И кроме того, чтобы я не вздумал ни в коем случае глядеть на его лицо, потому что тогда он ничего больше не сможет сделать для меня. Говоря это, он открыл Библию и так глубоко погрузился в чтение, что у меня появилось ощущение, что его здесь нет, и, однако, я чувствовал его рядом, но это было присутствие мертвеца.
Окоченев от холода, потеряв дар речи, с замершим сердцем, с перехваченным дыханием, я не осмеливался шевельнуться: все это было странно и страшно.

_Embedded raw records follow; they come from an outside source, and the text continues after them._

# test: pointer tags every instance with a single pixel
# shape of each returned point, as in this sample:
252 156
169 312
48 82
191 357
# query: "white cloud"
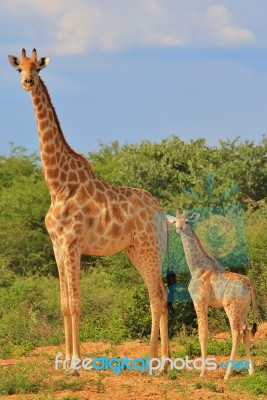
85 25
222 25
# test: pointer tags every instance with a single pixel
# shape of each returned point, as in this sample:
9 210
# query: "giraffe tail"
255 312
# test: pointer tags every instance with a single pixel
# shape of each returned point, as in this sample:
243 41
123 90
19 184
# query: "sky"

Наконец пробило час. Я услышал привычные шаги МОНАШКИ, в которых было даже что-то безобидное и домашнее, что меня почти успокоило, и мне даже захотелось ее пожалеть. Она вошла в комнату и приблизилась к кругу, от которого, казалось, исходило непривычное сопротивление. Я смотрел на нее: она стояла, руки в стороны, открыв рот, ошеломленная неожиданной картиной. Колдун не спускал с нее насмешливого и гневного взгляда. Казалось, два противника оценивают силы перед схваткой, глядя друг на друга с высоты своих мистических бастионов. Но вот, поднимая над собой распятие жестом непререкаемой власти, колдун заговорил:
— Беатрис, Беатрис! Что хочешь ты? Я приказываю тебе: говори! Что тревожит твой покой? Почему ты преследуешь этого несчастного юношу?
Он говорил торжественно, но голосом резким, пронзительным.
Она испустила долгий вздох, но не ответила.
— Беатрис! Беатрис! — продолжал он нестерпимо резким голосом, сила которого, казалось, заставляла его самого расти на глазах. И, не прекратив еще свои завывания, он уронил распятие, отбросил за спину Библию и сорвал повязку со своего лба. В тот же миг я почувствовал, что куда-то проваливаюсь. Я видел, как стоящее передо мной привидение становится жалким; умоляющим жестом скрещивает на груди руки. Я почувствовал такое сильнейшее головокружение, что у меня сами стали закрываться глаза, я хотел ухватиться за моего наставника и — то ли из бессмысленного любопытства, то ли безотчетно — на миг поднял на него глаза.
Это было ужасно! И я понял, почему у привидения такой умоляющий и трепещущий вид. Меня обожгло таким злым, неистовым огнем, словно вся ярость небес объединилась, чтобы обрушить на меня свой испепеляющий свет.
Мой разум, моя душа, мое восприятие — все, что мне давало ощущение бытия, участия в чем-то, возможность удерживаться, уходить, возвращаться, сопротивляться, — все было разложено на кресте; это было словно пылающее распятие, которое толкало меня к безумию полного растворения, хотя продолжительность самой вечности была недостаточной для этого растворения, а эта вечность длилась одно мгновение: я едва успел моргнуть, но когда я вновь открыл глаза, колдун поддерживал мою голову сжатой в кулак рукой, а МОНАШКА собиралась уходить. Колдун снова взял распятие. Занимался день. Вдалеке запел петух. Призрак поднял к небу глаза, полные безутешной скорби. В наглухо закрытой комнате его слова пронеслись вместе со свежим утренним ветерком.
— Пощады! Пощады! — прозвучал голос тени. — Вы сильнее, я покоряюсь, но пощадите мои останки! Знайте, что мои кости гниют в дальнем углу «Линденбергской дыры», и именно молодому человеку, который здесь находится, предстоит их похоронить. Именно его я искала на протяжении веков, он мой, его губы мне в этом поклялись, и я никогда не верну ему этого обещания. Я буду наполнять его ночи кошмарами и ужасами до тех пор, пока он не совершит погребения.
Я приказываю ему собрать мои кости, уже давно превратившиеся в прах, и перенести их в свой семейный склеп в замке в Андалузии. После того как он закажет тридцать месс за упокой моей души, он может надеяться, что я оставлю его в покое и не стану больше докучать живым. Теперь дайте мне уйти, это пламя пожирает меня.